A first generation member of the landmark Dungeon Family hip-hop collective, Bailey explained that he felt a sense of responsibility for what his music and lyrics could be teaching listeners.
“When you get into the public eye and youth start to look up to you and emulate you, I think you have a responsibility…to decide what you are going to present to those youth,” he said.
A “trademark” of the Dungeon Family and one Bailey says he holds personally is “to be real and not do anything that promotes negativity.”
While Bailey continues to have a successful career in the hip-hop industry today, the start of his career in the early 1990s was a breakthrough in the Southeastern United States for the hip-hop industry. He recalled a time when trying to produce an album required he and his colleagues to travel to New York or Los Angeles. During their first trips to see the record executives, Bailey said producers had never heard southern rappers.
“They said, ‘these records sound good. The beat sounds good, but why are these guys so country?’”
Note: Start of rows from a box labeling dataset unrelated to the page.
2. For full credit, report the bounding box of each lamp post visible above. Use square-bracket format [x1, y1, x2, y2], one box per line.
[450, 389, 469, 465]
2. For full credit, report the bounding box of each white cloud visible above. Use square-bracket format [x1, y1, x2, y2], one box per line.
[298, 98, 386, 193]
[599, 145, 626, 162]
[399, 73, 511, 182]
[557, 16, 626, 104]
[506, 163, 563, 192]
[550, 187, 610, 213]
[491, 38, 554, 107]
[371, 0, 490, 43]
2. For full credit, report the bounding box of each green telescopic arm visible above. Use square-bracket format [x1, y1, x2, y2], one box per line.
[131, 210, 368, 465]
Bailey said he nor any member of the Dungeon Family let that discourage them from pursuing their dreams, and all of their hard work and perseverance paid off. Having worked with well known artists including OutKast, Bubba Sparxxx, Goodie Mob, Killer Mike and Witchdoctor, Bailey says he continues to work with new and upcoming artists today but also enjoys traveling and speaking to youth about pursuing their dreams.
“You have to have confidence and pride in your product,” he said. “I don’t care what it is…or what you are doing. You have to be the first person to believe in it when you are creating something.”
This lecture was a part of the Jane Page Lecture Series that was named for College of Education (COE) professor emerita Jane Page, Ed.D. After serving the College for 26 years and upon her retirement in 2005, Page created the Jane A. Page Distinguished Lecture Fund to provide an opportunity for the Department of Curriculum, Foundations, and Reading to host a lecture series. The fund allows an experience for COE students and faculty to hear from notable professionals in the field of education.
This lecture was also supported by Georgia Southern University’s Center for Africana Studies and the Department of Political Science and International Studies, as well as Meritt & Meritt Law Firm.